Skatspielen bei Nokia …
Was tun bei Massenentlassungen? Linkspartei lud zur Konferenz nach Bochum und diskutierte über Kampfmaßnahmen gegen die Schließung des HandywerksPeter Wolter Der Käse ist wohl gegessen«, resümierte ein Gewerkschafter am Samstag in Bochum auf einer Konferenz der Linksfraktion im Bundestag. Die Schließung des dortigen Nokia-Werkes dürfte nicht mehr zu verhindern sein; in dieser Woche verhandeln IG Metall und Betriebsrat mit der Konzernleitung über einen Sozialplan und Ersatzarbeitsplätze. Obwohl alleine im Bochumer Werk 2300 und bei den Zulieferern 2000 Arbeitsplätze wegfallen – außer eine Protestdemonstration, einem Soli-Zelt und einer Menschenkette hatte es bislang keine Ansätze wirksamer Gegenwehr gegeben. Und das, obwohl der Betriebsrat des benachbarten Opel-Werkes solidarische Kampfaktionen angeboten hatte.

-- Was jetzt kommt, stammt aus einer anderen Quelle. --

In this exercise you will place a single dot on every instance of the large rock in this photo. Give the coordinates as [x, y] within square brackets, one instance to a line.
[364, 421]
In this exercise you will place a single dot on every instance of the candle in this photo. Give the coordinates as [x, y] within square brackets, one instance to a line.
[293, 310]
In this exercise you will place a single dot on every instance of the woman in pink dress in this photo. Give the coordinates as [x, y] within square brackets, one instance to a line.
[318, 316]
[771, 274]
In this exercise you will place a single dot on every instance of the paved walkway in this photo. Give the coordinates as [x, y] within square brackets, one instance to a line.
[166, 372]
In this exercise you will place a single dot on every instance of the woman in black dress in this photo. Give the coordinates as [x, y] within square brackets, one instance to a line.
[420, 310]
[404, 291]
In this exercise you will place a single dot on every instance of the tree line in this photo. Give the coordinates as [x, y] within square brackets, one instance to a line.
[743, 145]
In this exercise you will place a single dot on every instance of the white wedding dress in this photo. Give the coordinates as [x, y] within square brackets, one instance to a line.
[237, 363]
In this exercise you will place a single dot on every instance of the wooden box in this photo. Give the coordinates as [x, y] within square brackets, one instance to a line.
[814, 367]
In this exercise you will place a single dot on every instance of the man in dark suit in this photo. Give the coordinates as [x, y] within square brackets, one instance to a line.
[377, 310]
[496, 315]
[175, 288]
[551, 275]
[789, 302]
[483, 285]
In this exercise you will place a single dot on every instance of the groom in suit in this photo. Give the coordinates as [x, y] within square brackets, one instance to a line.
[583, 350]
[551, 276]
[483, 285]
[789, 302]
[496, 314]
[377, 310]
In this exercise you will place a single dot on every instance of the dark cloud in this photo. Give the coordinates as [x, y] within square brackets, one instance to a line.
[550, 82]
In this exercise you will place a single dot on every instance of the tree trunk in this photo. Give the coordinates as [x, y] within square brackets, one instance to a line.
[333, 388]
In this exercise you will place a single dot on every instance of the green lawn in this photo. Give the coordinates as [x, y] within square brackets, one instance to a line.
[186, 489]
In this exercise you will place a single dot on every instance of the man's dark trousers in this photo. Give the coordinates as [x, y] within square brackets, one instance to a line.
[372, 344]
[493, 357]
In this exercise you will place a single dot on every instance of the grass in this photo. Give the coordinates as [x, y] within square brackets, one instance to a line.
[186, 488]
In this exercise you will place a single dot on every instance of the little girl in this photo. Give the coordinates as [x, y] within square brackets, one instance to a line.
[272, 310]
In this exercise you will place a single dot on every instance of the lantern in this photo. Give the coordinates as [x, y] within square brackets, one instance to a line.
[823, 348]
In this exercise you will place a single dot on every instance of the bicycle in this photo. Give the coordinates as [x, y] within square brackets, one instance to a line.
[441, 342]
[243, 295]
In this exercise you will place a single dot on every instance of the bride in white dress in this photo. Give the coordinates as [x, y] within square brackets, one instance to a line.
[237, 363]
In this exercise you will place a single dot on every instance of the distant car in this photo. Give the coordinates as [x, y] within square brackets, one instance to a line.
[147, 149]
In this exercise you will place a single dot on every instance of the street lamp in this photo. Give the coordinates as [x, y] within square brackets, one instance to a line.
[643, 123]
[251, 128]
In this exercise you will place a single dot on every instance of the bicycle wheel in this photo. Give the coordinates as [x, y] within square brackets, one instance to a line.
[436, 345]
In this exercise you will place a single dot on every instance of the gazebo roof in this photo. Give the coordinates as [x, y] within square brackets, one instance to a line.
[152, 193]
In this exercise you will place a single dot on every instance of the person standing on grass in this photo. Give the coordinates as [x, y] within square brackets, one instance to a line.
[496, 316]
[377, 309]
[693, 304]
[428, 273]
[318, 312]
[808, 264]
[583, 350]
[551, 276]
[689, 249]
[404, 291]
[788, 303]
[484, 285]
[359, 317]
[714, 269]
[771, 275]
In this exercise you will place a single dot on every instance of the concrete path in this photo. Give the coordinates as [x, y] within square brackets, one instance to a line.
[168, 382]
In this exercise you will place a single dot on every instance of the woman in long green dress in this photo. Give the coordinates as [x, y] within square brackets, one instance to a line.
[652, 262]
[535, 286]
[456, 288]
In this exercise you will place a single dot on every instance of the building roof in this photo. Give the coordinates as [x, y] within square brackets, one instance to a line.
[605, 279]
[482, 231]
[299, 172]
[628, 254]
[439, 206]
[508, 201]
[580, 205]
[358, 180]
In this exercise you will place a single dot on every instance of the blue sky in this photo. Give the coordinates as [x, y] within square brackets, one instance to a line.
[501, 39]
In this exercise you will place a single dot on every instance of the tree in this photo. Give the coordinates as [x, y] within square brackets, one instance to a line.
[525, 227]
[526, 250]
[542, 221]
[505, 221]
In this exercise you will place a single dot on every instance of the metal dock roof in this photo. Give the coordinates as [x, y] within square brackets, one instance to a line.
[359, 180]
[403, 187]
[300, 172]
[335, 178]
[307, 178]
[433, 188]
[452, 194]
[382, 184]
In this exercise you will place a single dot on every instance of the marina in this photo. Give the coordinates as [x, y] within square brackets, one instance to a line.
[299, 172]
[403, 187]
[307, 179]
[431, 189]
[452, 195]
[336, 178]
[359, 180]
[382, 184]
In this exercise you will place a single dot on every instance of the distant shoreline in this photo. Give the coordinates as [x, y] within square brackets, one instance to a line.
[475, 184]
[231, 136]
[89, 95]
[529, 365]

»Nokia ist überall – was tun?« war das Motto der Konferenz, an der etwa 200 Gewerkschafter und Parteimitglieder teilnahmen. Die Bochumer Abgeordnete der Linksfraktion Sevim Dagdelen nannte zu Beginn einige Beispiele: Telekom (bis Ende des Jahres 32000 Arbeitsplätze weniger), BMW (7500), RAG (4800 plus 5000 bei Zulieferern), Siemens/SEN (3200) oder die WestLB (1500). Keines dieser Unternehmen schreibe rote Zahlen, sagte sie. »Der Skandal ist, daß diese Massenentlassungen lediglich zur Steigerung der Umsatz- und Kapitalrendite stattfinden.«
Aber wie kann man Massenentlassungen verhindern? Ein ehemaliger Babcock-Arbeiter schilderte in der Diskussion, wie es jedenfalls nicht geht: »Als unser Betrieb geschlossen werden sollte, saßen auf allen Ebenen SPD-Leute«, sagte er. »Selbst die Betriebsräte waren Sozialdemokraten, sie haben sich auf alle faulen Kompromisse eingelassen und das Ding schließlich an die Wand gefahren.« An den Nokia-Betriebsrat Wolfgang Echterhof gewandt, ergänzte er: »Ihr erwartet Solidarität von allen. Aber was macht ihr selbst? Warum geht ihr nicht in den Streik? Statt dessen bettelt ihr eher auf Knien, daß man mit euch verhandelt. Das ist würdelos!« Echterhof entgegnete: »Ich glaube, wir tun Nokia mehr weh, wenn wir uns in die Kaffeebude setzen und Skat spielen. Das ist dann Arbeitszeit, und die muß bezahlt werden.«
Wie ehedem bei Babcock sitzen auch bei Nokia in allen wichtigen Positionen Sozialdemokraten: im Betriebsrat, in der IG Metall, auch die Bochumer Oberbürgermeisterin Ottilie Scholz ist SPD-Mitglied. Die Betriebsratsvorsitzende Gisela Achenbach hatte sich vor einigen Wochen sogar geweigert, eine Delegation von mehreren nordrhein-westfälischen Bundestagsabgeordneten der Linkspartei zu treffen, die sich an Ort und Stelle über den Konflikt informieren wollten. Weder von seiten der IG Metall noch aus dem Betriebsrat kam bislang ein kritisches Wort über die vom jetzigen Bundesfinanzminister Peer Steinbrück (SPD) mitverantwortete Subventionspraxis, die letztlich zu dem Nokia-Desaster geführt hatte. Statt dessen setzten die Sozialdemkraten auf lauschige Zusicherungen des CDU-Ministerpräsidenten Jürgen Rüttgers sowie auf Verhandlungen. »Wir können was verändern«, warf ein Gewerkschafter in die Diskussion. »Wir haben ein wunderbares Klavier – wir können nur nicht darauf spielen.«
Die Linkspartei jedenfalls setzt vorerst auf eine Gesetzesinitiative zur Verhinderung von Masssenentlassungen sowie auf wirksame Arbeitskämpfe. »Wir brauchen politische Streiks«, forderte die Europa-Abgeordnete Sahra Wagenknecht unter großem Beifall. Auch die Mitbestimmung soll gestärkt werden. »Warum geht es nur bei VW, daß eine Zwei-Drittel-Mehrheit des Aufsichtsrats für derart weitreichende Beschlüsse wie eine Werksschließung nötig ist?«, fragte schließlich die Bundestagsabgeordnete Ulla Lötzer.